Joe lived and worked in New York for years. Last summer, he found a better job in Pennsylvania, and in September he moved there to work for his new employer. This year, he will file part-year returns for both New York and Pennsylvania. In subsequent years, he will only need to file a Pennsylvania return.

Example 2: Live in one state, work in another

Mary lives in New York and commutes to her job in Pennsylvania. Every year she files a resident return for New York plus a nonresident return for Pennsylvania.

Example 3: Lived in one state, moved to another, but one person still works in the first state

Joe and Mary file as Married Filing Joint, lived in New York (NY) until August, then moved to Vermont (VT). Joe still works in NY but Mary now works in VT.

  1. They first need to jointly file a Part-Year Resident NY state return for Jan 1st through August when they physically left the state, and report on that return all of the earnings they both made during that period.
  2. Then Joe needs to file a Non-Resident NY state return for the period of September through December 31st for the NY wages he made during that period.
  3. Then Joe and Mary will jointly prepare a Part-Year Resident VT state return for September through December 31st and report both of their earnings (his for NY and hers for VT). But they will attach Joe's NY Non-Resident NY state return to the VT state return as VT will give a credit or deduction for the amount of taxes paid to NY from September to the end of the year. In this example, VT allows a credit or deduction so Joe and Mary are not taxed twice by both states.
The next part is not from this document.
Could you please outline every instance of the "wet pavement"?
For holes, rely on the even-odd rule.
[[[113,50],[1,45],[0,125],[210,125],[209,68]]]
Example 4: Moved to a new state with income from both states

Joe lived in California (CA) on severance pay and unemployment until June, then moved to Idaho (ID) for a new job. California does not tax unemployment, so he would like to show the unemployment and severance pay on the CA state return, and the ID income on the ID state return. This would result in Joe's lowest tax obligation.

As Joe is now a resident of Idaho, this is what Idaho (and many other states) says: "Idaho residents are taxed on all income, including income from outside of the state." So Joe will have to report all of his income, including CA unemployment and severance pay, and his ID pay, on his ID state tax return. Idaho will allow a credit for taxes (if any) paid to other states for income reported on both states tax returns (the unemployment and severance pay in CA).

There is no "election" aspect to the process. Refer to the tax rules and legal requirements for the states you file tax returns in. By answering all of the questions in TurboTax, we will take you through the process of figuring out who taxes what in your state returns. But first start with your resident states in order, then add any part-year or non-resident states.

If in this situation the first state was South Dakota (SD with no state income tax, all of Joe's income would be taxed in ID and there would be no credit for income taxes from another state (zero in this case). Often, if no other state taxes your income your resident state (or if you live in a no income tax state, the state you earned income in) will tax your income.